Worm fear, etrafluorine ethofenprox, thiacloprid, Diacloden, UC-51762, dimehypo, Tolfenpyrad, tralomethrin, triaguron, enemy hundred
Worm and triflumuron;And biological preparation, including entomopathogenic bacterium, such as Bacillus thuringiensis subspecies Nian Ze, Su Yun gold bud
Δ-the endotoxin (e.g., Cellcap, MPV, MPVII) of the Bacillus thuringiensis of spore bacillus subspecies Ku Er Stark and encapsulating;Elder brother
Parasitosis fungal pathogenses, such as green muscardine funguss;And Insect Pathogenic virus, including baculoviruss, nuclear polyhedrosis virus (NPV), such as
HzNPV、AfNPV;With PuGV (GV), such as CpGV.

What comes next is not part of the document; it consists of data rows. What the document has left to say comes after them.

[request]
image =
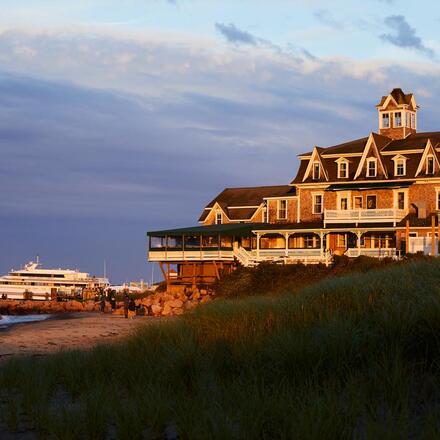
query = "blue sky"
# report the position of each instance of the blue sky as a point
(120, 117)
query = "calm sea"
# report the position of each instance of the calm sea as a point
(7, 320)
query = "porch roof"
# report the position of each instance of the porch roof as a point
(370, 185)
(230, 229)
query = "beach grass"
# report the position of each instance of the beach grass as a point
(351, 357)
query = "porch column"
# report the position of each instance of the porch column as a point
(359, 235)
(258, 246)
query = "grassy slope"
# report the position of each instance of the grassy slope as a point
(349, 357)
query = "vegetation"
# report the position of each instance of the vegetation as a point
(350, 357)
(272, 278)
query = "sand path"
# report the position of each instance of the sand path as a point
(75, 331)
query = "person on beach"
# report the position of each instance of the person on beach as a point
(126, 304)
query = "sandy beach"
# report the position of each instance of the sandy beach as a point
(64, 332)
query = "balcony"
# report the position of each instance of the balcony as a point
(363, 215)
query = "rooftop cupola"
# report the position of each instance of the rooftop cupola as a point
(397, 114)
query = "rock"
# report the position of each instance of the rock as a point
(166, 310)
(156, 309)
(175, 304)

Compound of the present invention and combinations thereof can be applied to plant, described plant is through gene transformation to express to no ridge
The poisonous protein of vertebra insect (such as bacillus thuringiensiss delta-endotoxin).The fungicide compound of the present invention of external application
Effect can be with expressed toxin protein synergism.
The one of agricultural protectants (i.e. insecticide, antifungal, nematicide, acaricide, herbicide and biological preparation)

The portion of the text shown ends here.